All this hormonal and psychological help you may not get due to your mental ilness.

It sounds like you’ve got plenty of help by relatives. Have you asked them what they would advise you?

Are you currently living together? Would you, if she became pregnant? How would that work out?

Also, the fact that you’ve started with unprotected sex tells me you’ve already decided to go for it.

This right here. And what Eliahna said. Dude, I am a parent of 2. You and your wife need to be all-in on this. There is no going back once you are committed, and you cannot depend on others to raise your own child. If you are not 100% comitted to the idea of being a father, don’t go there, because being a parent can be a sustaining stressful situation and will shine a big bright light on any issues you have, your wife has, and your relationship has - all will be exposed. Think long and hard about your level of commitment, do some reading, and go in with eyes wide open before you make a decision. It is not for everyone and it is OK to say so. I sometimes wondered if I made the right decision (but no regrets for me).

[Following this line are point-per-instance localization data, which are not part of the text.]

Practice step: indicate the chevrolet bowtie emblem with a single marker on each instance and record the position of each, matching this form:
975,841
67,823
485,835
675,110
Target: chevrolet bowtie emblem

While most pregancies and births go off without a hitch, sometimes there are problems. Think about complications during the pregancy, birth defects, the chance of twins, sleep deprivation, thousands of dirty diapers, learning issues, circumcision, breast feeding versus formula - the list of potential negatives and decisions after your child is born is endless. Ask yourself if you are prepared to handle this for the rest of your life. Just my 2 cents as a parent.

I was going to advise JohnClay against procreating, but then I saw that he has a big TV so I say go for it!

If this is your attitude, then don’t even think about having children. Children are going to want your affection/input/etc, ignoring them and handing them off to your wife is not the solution.